Download or read book Wellbeing at Work written by Jim Clifton and published by Simon and Schuster. This book was released on 2021-06-01 with total page 302 pages. Available in PDF, EPUB and Kindle. Book excerpt: What if the next global crisis is a mental health pandemic? It is here now. One-third of Americans have shown signs of clinical anxiety or depression, and the current state of suffering globally has risen significantly. The mental health pandemic manifests everywhere, not least in your workplace. As organizations around the world face health and social crises, as well as economic uncertainty, acknowledging and improving wellbeing in your workplace is more critical than ever. Increasingly, leaders and managers must support mental health and cultivate resilience in employees — not just increase engagement and performance. Based on more than 100 million Gallup global interviews, Wellbeing at Work shows you how to do just that. Coauthored by Gallup’s CEO and its Chief Workplace Scientist, Wellbeing at Work explores the five key elements of wellbeing — career, social, financial, physical and community — and how organizations can help employees and teams thrive in those elements. The book also gives leaders ideas and action items to help employees use their innate talents and strengths to thrive in each of the wellbeing elements. And Wellbeing at Work introduces a metric to report a person’s best possible life: Gallup Net Thriving, which will become the “other stock price” for organizations. In a world where work and life are more blended than ever, maximizing employee wellbeing takes on greater urgency. Wellbeing at Work shows leaders how to create a thriving and resilient culture. If you and your leaders don’t change the world, who will? Wellbeing at Work includes a unique code to take the CliftonStrengths assessment, which reveals your top five strengths.
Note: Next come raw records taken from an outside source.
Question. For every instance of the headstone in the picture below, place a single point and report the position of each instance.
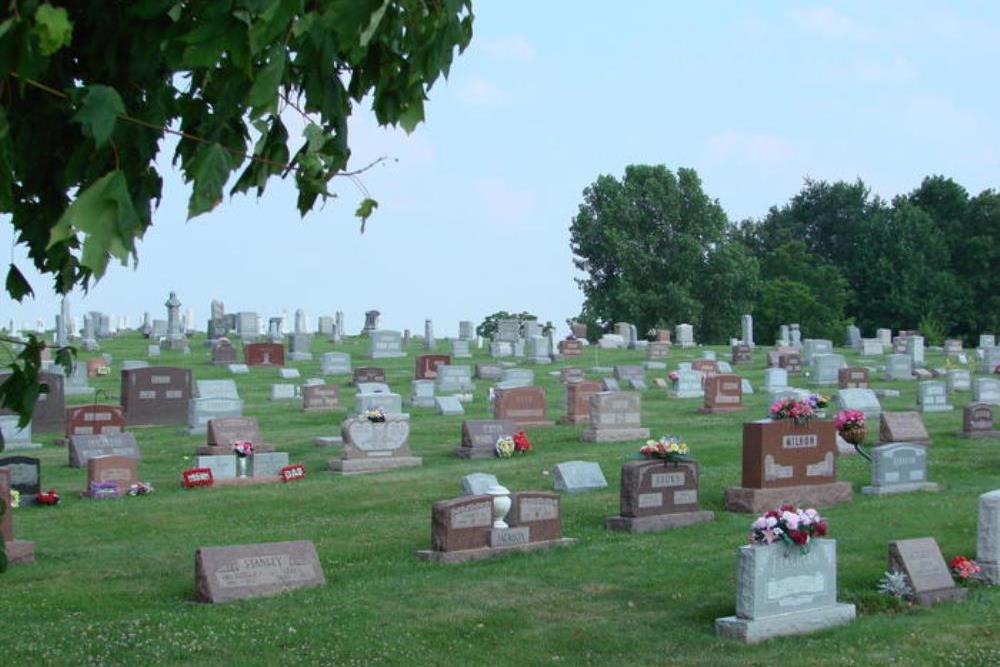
(782, 592)
(899, 467)
(479, 437)
(82, 448)
(156, 395)
(988, 543)
(223, 574)
(853, 377)
(385, 344)
(264, 354)
(122, 471)
(986, 390)
(864, 400)
(977, 421)
(785, 462)
(578, 402)
(578, 477)
(903, 427)
(523, 405)
(723, 393)
(320, 398)
(427, 365)
(615, 417)
(368, 374)
(370, 446)
(926, 572)
(335, 363)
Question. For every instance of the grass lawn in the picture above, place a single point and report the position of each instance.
(113, 582)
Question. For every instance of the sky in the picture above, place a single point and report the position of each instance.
(475, 205)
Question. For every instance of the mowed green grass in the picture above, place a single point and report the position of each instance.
(113, 582)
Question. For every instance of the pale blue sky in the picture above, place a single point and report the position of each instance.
(474, 216)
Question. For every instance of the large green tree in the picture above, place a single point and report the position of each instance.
(89, 90)
(646, 243)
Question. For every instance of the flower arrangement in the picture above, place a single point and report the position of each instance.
(243, 448)
(848, 420)
(50, 497)
(797, 410)
(669, 447)
(789, 525)
(505, 447)
(964, 568)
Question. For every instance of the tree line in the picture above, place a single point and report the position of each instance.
(655, 250)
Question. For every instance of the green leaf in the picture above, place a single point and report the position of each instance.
(263, 95)
(100, 109)
(104, 212)
(365, 210)
(53, 28)
(209, 174)
(17, 286)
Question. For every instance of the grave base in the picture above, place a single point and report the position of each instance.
(889, 489)
(755, 501)
(930, 598)
(614, 434)
(658, 522)
(990, 572)
(752, 631)
(358, 466)
(491, 552)
(473, 453)
(20, 552)
(978, 434)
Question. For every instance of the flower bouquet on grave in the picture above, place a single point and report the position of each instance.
(798, 410)
(788, 525)
(103, 490)
(140, 489)
(669, 448)
(50, 497)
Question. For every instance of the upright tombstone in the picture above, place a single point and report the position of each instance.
(864, 400)
(899, 467)
(264, 354)
(986, 390)
(18, 552)
(657, 495)
(785, 462)
(155, 395)
(385, 344)
(920, 560)
(615, 417)
(988, 543)
(781, 592)
(479, 437)
(977, 421)
(685, 335)
(853, 377)
(374, 446)
(902, 427)
(523, 405)
(223, 574)
(464, 528)
(427, 365)
(578, 402)
(723, 393)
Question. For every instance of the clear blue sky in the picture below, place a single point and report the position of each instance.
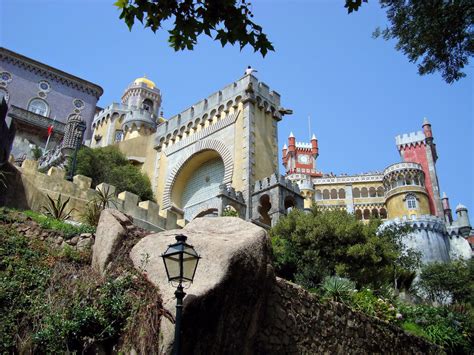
(359, 91)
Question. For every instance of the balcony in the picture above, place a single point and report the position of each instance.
(28, 118)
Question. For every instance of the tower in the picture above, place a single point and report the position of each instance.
(143, 99)
(418, 147)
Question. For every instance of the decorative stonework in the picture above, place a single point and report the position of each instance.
(50, 73)
(200, 146)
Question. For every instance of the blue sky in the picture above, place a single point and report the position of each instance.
(359, 91)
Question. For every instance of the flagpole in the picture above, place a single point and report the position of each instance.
(49, 136)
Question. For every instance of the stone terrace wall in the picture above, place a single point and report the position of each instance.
(27, 188)
(296, 323)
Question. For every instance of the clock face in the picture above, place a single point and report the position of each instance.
(303, 159)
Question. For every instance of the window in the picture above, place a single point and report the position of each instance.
(4, 94)
(411, 202)
(38, 106)
(118, 136)
(148, 105)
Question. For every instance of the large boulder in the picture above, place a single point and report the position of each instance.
(223, 308)
(112, 229)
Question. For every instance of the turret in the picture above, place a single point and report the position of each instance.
(291, 143)
(447, 209)
(427, 129)
(314, 146)
(463, 220)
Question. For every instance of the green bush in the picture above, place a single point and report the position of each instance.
(337, 289)
(68, 229)
(441, 325)
(452, 281)
(109, 165)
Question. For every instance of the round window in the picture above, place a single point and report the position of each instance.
(44, 86)
(5, 76)
(4, 94)
(79, 104)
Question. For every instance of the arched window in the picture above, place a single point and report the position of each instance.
(380, 192)
(39, 107)
(318, 195)
(411, 202)
(148, 105)
(366, 213)
(356, 192)
(342, 193)
(375, 213)
(372, 192)
(326, 194)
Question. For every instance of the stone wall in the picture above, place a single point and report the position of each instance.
(27, 188)
(296, 323)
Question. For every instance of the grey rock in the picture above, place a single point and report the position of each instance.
(231, 280)
(108, 236)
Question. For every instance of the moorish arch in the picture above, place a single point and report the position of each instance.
(213, 154)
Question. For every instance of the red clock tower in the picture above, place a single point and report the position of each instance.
(300, 158)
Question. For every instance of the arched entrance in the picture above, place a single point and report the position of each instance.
(198, 182)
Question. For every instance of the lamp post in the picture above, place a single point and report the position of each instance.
(79, 133)
(180, 261)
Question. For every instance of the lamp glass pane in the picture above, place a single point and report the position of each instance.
(172, 265)
(189, 265)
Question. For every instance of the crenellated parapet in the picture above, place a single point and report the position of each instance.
(275, 179)
(410, 139)
(215, 108)
(423, 222)
(38, 185)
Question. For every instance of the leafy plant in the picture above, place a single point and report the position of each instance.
(337, 289)
(57, 208)
(37, 152)
(68, 229)
(109, 165)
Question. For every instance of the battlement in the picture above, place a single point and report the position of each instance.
(423, 222)
(229, 192)
(409, 138)
(218, 103)
(109, 110)
(275, 179)
(402, 166)
(303, 145)
(145, 213)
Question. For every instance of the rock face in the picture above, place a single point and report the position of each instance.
(110, 232)
(224, 306)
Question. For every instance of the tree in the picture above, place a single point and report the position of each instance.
(310, 246)
(438, 34)
(453, 280)
(228, 21)
(109, 165)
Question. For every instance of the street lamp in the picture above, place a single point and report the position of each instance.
(180, 261)
(79, 133)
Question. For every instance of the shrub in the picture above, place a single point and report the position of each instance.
(109, 165)
(444, 281)
(57, 208)
(68, 229)
(337, 289)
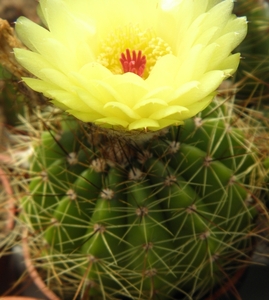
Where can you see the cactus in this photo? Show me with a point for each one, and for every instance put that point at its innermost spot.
(110, 216)
(169, 218)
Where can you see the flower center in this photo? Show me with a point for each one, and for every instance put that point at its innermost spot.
(134, 63)
(130, 49)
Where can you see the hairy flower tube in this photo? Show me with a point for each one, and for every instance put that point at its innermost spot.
(131, 64)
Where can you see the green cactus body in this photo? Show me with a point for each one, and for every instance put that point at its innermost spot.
(170, 222)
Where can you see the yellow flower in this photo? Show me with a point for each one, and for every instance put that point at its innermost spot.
(131, 64)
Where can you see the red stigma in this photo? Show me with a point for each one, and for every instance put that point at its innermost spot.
(134, 62)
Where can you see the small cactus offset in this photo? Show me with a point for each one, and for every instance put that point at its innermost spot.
(174, 217)
(252, 75)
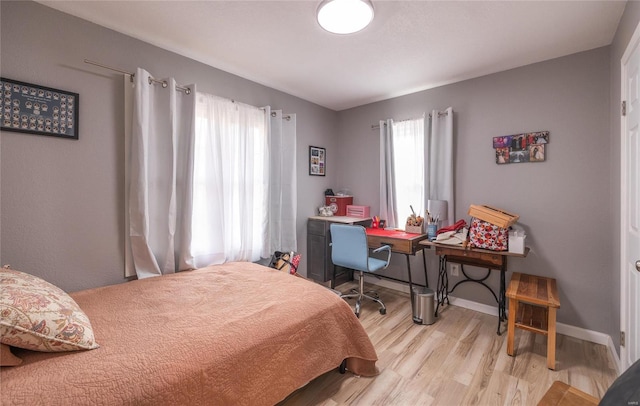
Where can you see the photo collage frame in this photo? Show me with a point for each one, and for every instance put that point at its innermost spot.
(519, 148)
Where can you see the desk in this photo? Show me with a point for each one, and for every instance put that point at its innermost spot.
(492, 260)
(402, 243)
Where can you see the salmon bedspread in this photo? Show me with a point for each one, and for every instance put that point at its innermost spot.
(232, 334)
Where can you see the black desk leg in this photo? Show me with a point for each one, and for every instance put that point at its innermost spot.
(424, 264)
(442, 288)
(410, 284)
(502, 311)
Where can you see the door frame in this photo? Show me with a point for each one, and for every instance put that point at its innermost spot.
(634, 43)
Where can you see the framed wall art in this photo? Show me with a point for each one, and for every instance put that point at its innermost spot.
(317, 161)
(519, 148)
(34, 109)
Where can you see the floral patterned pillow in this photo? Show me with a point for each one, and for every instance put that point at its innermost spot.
(39, 316)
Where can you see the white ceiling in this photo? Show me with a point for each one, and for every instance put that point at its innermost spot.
(410, 45)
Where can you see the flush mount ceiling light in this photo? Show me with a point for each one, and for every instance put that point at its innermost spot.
(345, 16)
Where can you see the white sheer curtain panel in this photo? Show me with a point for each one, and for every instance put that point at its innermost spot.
(440, 184)
(402, 159)
(409, 163)
(231, 181)
(387, 175)
(282, 183)
(159, 171)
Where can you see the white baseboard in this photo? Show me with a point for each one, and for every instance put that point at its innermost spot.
(565, 329)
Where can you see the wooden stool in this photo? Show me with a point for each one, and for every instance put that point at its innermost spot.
(533, 301)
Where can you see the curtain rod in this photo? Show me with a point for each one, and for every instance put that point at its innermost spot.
(284, 116)
(440, 114)
(164, 83)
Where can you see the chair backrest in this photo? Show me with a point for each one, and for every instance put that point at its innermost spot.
(349, 246)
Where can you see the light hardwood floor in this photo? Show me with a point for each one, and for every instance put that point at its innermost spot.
(459, 360)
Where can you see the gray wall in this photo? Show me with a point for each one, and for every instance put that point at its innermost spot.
(627, 26)
(564, 203)
(62, 201)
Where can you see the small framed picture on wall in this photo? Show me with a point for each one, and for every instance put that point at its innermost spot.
(317, 161)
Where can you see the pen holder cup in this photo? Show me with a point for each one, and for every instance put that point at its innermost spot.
(431, 231)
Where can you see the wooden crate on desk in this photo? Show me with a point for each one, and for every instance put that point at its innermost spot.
(493, 215)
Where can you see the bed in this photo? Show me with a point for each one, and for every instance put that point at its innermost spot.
(238, 333)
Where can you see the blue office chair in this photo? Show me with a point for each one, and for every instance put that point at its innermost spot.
(349, 249)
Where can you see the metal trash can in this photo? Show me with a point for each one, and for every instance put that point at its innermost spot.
(423, 312)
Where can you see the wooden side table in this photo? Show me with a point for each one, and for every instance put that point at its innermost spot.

Download or read book Worked Over written by Jamie K McCallum and published by Basic Books. This book was released on 2020-09-08 with total page 237 pages. Available in PDF, EPUB and Kindle. Book excerpt: An award-winning sociologist reveals the unexpected link between overwork and inequality. Most Americans work too long and too hard, while others lack consistency in their hours and schedules. Work hours declined for a century through hard-fought labor-movement victories, but they've increased significantly since the seventies. Worked Over traces the varied reasons why our lives became tethered to a new rhythm of work, and describes how we might gain a greater say over our labor time -- and build a more just society in the process. Popular discussions typically focus on overworked professionals. But as Jamie K. McCallum demonstrates, from Amazon warehouses to Rust Belt factories to California's gig economy, it's the hours of low-wage workers that are the most volatile and precarious -- and the most subject to crises. What's needed is not individual solutions but collective struggle, and throughout Worked Over McCallum recounts the inspiring stories of those battling today's capitalism to win back control of their time.